Note that the rank of $UC$ is less than or equal to $s$. So $UC$ is a low rank approximation of $X$.

Here is the key fact: the SVD gives us an optimal low rank approximation of $X$ ! That is one of the basic facts about the SVD. That's why the SVD can be used for image compression.

If the SVD of $X$ is expressed as \begin{equation} X = \sum_{i=1}^N \sigma_i u_i v_i^T, \end{equation} where $\sigma_1 \geq \sigma_2 \geq \cdots \geq \sigma_N$, then an optimal approximation of $X$ of rank less than or equal to $s$ is \begin{align} X &\approx \sum_{i=1}^s \sigma_i u_i v_i^T \\ &= U \Sigma V^T \\ &= U C \end{align} where $U$ is the matrix with columns $u_1,\ldots, u_s$ and $C = \Sigma V^T$.

Thus, the SVD finds an optimal $U$ for us.

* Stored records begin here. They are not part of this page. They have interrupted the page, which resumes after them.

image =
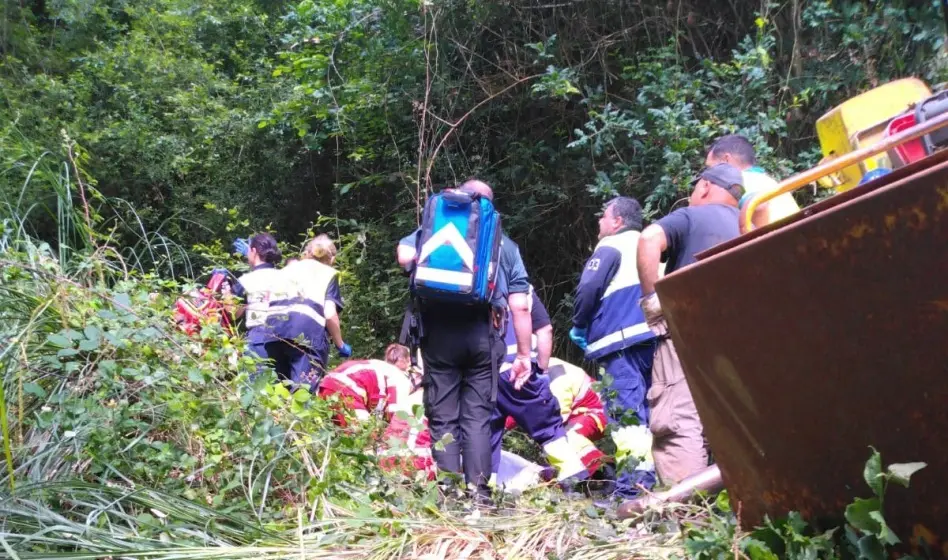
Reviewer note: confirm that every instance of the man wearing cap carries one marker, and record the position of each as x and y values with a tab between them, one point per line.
678	446
739	152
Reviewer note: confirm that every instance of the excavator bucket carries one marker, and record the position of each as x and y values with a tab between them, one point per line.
808	341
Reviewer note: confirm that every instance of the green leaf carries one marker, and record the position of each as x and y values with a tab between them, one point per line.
758	550
885	534
34	389
92	333
871	549
872	473
89	345
902	472
123	300
59	341
858	514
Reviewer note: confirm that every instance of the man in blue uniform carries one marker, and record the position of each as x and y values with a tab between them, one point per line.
607	322
533	405
462	347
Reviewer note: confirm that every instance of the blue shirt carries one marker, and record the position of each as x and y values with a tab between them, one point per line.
691	230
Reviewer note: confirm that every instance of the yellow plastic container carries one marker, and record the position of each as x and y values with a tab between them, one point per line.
861	121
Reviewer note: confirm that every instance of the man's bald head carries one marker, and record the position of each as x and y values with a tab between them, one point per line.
479	187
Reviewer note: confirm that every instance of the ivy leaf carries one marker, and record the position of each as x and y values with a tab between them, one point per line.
758	550
34	389
89	345
92	333
871	549
123	300
858	514
902	472
872	473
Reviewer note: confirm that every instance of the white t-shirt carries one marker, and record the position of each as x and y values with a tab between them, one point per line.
755	180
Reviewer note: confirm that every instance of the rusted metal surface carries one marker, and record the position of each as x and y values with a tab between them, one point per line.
805	344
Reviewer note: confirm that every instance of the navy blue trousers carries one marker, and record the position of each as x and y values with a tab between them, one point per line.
631	372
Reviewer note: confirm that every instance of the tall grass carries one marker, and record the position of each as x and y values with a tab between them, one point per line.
297	488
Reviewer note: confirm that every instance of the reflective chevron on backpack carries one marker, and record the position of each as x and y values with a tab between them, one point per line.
458	249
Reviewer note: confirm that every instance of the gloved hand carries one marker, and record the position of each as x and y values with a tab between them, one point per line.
652	308
241	247
521	371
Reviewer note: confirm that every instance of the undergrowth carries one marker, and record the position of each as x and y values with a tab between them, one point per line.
124	438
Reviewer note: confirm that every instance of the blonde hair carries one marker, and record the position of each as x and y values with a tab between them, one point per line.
396	352
321	248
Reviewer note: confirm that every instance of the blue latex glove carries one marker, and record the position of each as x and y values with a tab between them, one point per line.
241	247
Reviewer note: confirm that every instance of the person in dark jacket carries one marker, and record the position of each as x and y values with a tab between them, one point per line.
678	446
462	348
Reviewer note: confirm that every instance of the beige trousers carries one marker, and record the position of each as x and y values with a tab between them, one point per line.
678	445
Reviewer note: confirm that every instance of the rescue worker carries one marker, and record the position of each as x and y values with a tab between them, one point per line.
323	250
607	323
462	348
387	387
307	315
678	445
256	290
580	409
533	405
738	151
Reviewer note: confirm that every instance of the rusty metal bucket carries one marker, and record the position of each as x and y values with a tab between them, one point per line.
806	342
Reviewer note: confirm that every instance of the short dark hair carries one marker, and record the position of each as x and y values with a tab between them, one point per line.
629	210
266	247
737	146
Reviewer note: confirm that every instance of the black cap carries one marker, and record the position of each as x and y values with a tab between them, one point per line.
726	176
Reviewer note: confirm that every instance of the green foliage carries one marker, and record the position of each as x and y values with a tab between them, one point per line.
867	536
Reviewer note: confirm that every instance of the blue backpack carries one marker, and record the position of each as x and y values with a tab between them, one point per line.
458	248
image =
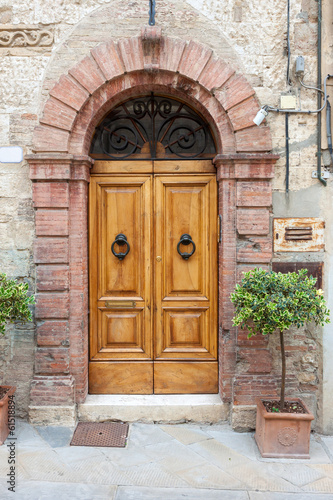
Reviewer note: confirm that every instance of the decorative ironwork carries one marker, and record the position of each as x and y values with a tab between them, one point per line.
151	12
153	127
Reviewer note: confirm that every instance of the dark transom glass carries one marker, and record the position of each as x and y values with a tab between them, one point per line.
152	127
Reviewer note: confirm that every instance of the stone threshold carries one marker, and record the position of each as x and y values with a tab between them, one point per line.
197	408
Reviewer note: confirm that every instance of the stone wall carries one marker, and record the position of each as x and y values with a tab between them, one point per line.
249	35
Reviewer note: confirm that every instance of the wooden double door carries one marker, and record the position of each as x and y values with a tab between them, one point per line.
153	279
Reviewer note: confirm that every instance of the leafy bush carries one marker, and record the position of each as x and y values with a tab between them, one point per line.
267	302
14	302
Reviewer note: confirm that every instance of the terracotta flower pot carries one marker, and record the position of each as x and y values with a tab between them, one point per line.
283	435
4	429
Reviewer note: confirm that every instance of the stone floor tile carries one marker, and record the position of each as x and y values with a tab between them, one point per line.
146	434
37	490
267	495
153	475
242	443
56	437
136	493
324	485
297	474
210	476
256	477
218	454
185	434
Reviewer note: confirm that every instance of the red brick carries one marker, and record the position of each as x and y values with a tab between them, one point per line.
51	251
52	360
254	194
51	222
257	250
171	53
256	360
252	221
254	139
70	92
50	194
88	74
234	91
52	305
50	139
194	59
131	53
52	333
108	59
52	277
215	74
242	115
58	114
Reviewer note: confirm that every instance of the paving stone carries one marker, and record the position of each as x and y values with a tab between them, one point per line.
185	434
146	434
210	476
56	437
153	474
27	490
324	485
218	454
135	493
296	474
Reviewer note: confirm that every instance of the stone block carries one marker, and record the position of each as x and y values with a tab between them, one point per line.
88	74
108	59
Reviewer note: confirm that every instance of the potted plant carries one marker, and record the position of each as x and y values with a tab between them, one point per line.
267	302
14	306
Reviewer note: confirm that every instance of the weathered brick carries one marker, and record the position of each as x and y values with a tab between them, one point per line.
52	277
52	305
52	333
51	251
88	74
50	139
58	114
194	59
254	139
215	74
52	360
70	92
51	222
131	53
254	194
252	221
234	91
171	53
50	194
108	59
257	250
255	360
242	115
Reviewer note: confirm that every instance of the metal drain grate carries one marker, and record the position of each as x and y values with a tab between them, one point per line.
111	434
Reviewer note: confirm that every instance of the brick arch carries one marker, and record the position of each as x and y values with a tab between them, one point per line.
59	169
131	66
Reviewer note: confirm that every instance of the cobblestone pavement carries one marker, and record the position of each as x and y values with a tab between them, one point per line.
171	462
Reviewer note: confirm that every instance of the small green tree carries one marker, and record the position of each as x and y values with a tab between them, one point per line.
267	302
14	302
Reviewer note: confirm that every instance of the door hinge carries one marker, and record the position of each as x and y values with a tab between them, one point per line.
219	228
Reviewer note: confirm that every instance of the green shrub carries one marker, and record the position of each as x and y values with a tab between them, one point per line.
14	302
267	302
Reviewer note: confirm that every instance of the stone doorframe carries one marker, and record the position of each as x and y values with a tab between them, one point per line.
59	170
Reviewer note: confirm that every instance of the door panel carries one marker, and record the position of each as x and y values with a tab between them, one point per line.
185	290
153	314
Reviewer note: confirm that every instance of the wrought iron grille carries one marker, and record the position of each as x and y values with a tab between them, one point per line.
152	127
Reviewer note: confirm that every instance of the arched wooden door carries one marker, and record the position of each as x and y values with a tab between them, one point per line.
153	270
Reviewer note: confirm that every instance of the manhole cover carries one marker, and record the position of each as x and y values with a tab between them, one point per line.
112	434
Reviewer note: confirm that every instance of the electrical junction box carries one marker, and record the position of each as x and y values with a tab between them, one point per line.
299	235
288	101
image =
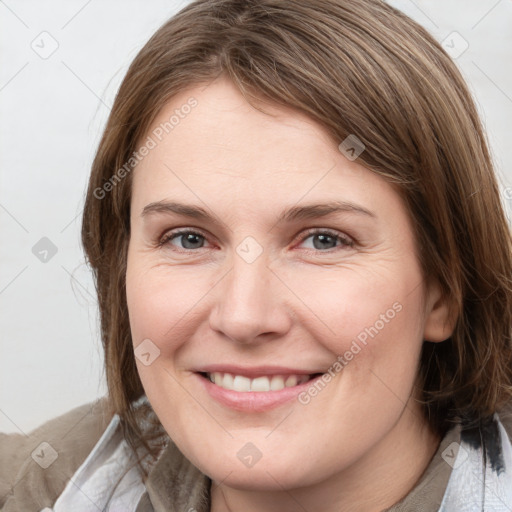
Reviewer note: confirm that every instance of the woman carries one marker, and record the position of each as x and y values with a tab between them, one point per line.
304	278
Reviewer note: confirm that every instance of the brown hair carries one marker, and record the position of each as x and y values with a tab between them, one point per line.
356	67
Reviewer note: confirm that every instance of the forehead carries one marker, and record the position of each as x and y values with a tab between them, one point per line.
209	142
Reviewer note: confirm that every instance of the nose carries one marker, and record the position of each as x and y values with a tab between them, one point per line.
250	303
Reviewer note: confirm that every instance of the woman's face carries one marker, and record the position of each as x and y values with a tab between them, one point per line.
260	257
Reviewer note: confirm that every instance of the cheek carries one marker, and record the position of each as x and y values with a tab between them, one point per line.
161	304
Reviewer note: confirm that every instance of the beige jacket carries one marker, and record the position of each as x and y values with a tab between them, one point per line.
173	485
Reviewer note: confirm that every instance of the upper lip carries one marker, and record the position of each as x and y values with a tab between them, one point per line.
254	371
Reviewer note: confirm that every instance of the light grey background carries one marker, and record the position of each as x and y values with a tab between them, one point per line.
52	111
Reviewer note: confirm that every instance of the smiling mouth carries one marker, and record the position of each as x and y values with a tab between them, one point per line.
244	384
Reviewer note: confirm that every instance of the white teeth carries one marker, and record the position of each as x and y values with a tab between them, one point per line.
277	383
260	384
241	383
244	384
291	381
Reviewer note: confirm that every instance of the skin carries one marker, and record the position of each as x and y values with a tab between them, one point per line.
362	442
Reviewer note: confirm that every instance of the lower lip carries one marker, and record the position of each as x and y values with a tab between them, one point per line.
254	401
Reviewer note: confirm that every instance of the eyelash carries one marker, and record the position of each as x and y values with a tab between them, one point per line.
346	242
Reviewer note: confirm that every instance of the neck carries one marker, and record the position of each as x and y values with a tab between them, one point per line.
386	473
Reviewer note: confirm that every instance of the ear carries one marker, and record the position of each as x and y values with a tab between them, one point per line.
440	315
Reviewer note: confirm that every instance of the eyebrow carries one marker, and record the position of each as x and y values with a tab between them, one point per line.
294	213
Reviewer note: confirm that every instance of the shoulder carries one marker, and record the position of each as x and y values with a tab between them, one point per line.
35	468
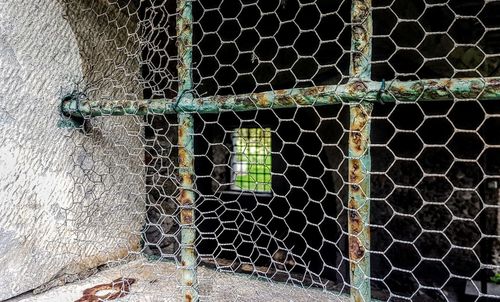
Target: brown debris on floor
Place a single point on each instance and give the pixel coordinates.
(119, 288)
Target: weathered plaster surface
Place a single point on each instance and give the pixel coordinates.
(68, 201)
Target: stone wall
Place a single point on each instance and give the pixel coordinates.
(70, 201)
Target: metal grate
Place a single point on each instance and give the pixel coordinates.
(252, 159)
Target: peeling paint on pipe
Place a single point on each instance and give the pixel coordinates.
(359, 151)
(184, 26)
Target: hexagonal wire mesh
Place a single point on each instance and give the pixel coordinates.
(322, 148)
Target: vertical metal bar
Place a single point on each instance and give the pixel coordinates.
(359, 156)
(184, 29)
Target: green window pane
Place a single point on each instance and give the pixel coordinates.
(251, 163)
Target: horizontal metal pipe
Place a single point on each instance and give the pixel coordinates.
(356, 91)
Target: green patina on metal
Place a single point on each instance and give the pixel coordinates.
(184, 28)
(361, 92)
(353, 92)
(359, 152)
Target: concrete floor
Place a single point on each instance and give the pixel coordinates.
(158, 281)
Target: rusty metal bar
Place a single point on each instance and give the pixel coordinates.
(184, 27)
(368, 91)
(359, 154)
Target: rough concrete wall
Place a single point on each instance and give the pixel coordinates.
(68, 201)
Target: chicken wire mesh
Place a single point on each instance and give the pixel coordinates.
(300, 150)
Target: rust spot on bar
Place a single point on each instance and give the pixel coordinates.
(360, 12)
(356, 87)
(355, 172)
(185, 198)
(186, 216)
(357, 141)
(183, 154)
(262, 100)
(355, 221)
(356, 249)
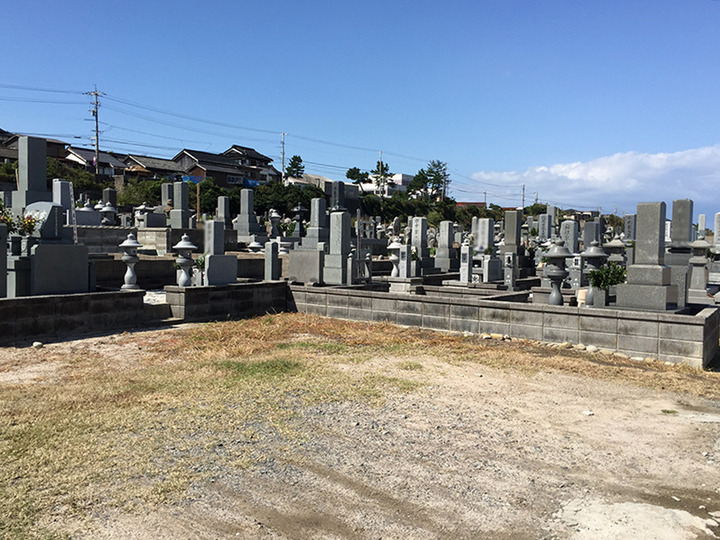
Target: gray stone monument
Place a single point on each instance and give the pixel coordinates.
(317, 231)
(272, 261)
(570, 234)
(630, 221)
(335, 272)
(446, 256)
(649, 286)
(180, 215)
(220, 269)
(223, 211)
(32, 174)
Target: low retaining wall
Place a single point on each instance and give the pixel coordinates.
(70, 314)
(227, 301)
(692, 340)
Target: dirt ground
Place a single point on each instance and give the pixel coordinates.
(473, 452)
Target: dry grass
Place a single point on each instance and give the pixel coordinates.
(209, 398)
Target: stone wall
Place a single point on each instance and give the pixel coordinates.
(692, 340)
(31, 317)
(226, 301)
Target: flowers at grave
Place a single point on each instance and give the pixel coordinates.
(6, 217)
(27, 224)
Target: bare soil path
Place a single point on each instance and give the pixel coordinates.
(458, 448)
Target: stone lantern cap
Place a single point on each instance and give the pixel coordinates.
(594, 251)
(130, 242)
(558, 251)
(185, 244)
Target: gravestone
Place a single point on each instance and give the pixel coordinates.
(630, 220)
(110, 196)
(223, 211)
(337, 197)
(649, 284)
(679, 251)
(513, 224)
(317, 231)
(246, 223)
(166, 195)
(466, 263)
(180, 215)
(220, 269)
(591, 232)
(570, 234)
(446, 255)
(335, 272)
(485, 237)
(544, 227)
(272, 261)
(32, 174)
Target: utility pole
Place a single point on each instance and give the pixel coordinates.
(283, 156)
(94, 112)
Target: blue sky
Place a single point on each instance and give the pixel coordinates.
(589, 104)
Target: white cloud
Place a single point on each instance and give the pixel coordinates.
(619, 181)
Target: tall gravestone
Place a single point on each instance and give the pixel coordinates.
(223, 211)
(679, 252)
(649, 284)
(32, 174)
(485, 235)
(335, 272)
(513, 225)
(630, 221)
(180, 214)
(317, 231)
(446, 255)
(570, 234)
(220, 269)
(544, 227)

PCA takes as input vectors $x_1,\ldots,x_N$ as well as a small positive integer $s$. PCA demeans the vectors and stores them in the columns of a matrix $X$, then simply computes the SVD $X = U \Sigma V^T$ and returns the first $s$ columns of $U$ as output.


Referring to the answer of the linked question:

1) The principal components are the column vectors of $U=W$. Their significance and order of significance is given by the singular values, most implementations return the singular values ordered by size.

2) $U=W$.

3) ? and see above, $WDW^⊤=XX^⊤=UΣ^2U^⊤$, so that again $W=U$ and $D=Σ^2$

4) The idea is that the sample points lie in a cloud that is essentially flat or even thin, i.e., flat in multiple directions. The assumption of SVD and PCA is that the center of the cloud is the origin, and you want to find out the directions in which the cloud is extended. Then the SVD $X=UΣV^⊤$ can be used to find a low rank approximation $$ X\approx\sum_{i=1}^r \sigma_iu_iv_i^⊤ $$ with error $\sqrt{\sum_{i=r+1}^m\sigma_i^2}$. If that error is small, the vectors $u_1,...,u_r$ give the dominant pattern(s) for the rows of $X$ and the most visible deviations from that pattern. The last of the $u_i$ with the smallest singular values give vectors that are dominantly orthogonal to the data set, that is, the data set is aligned in the orthogonal complement of the least significant vectors.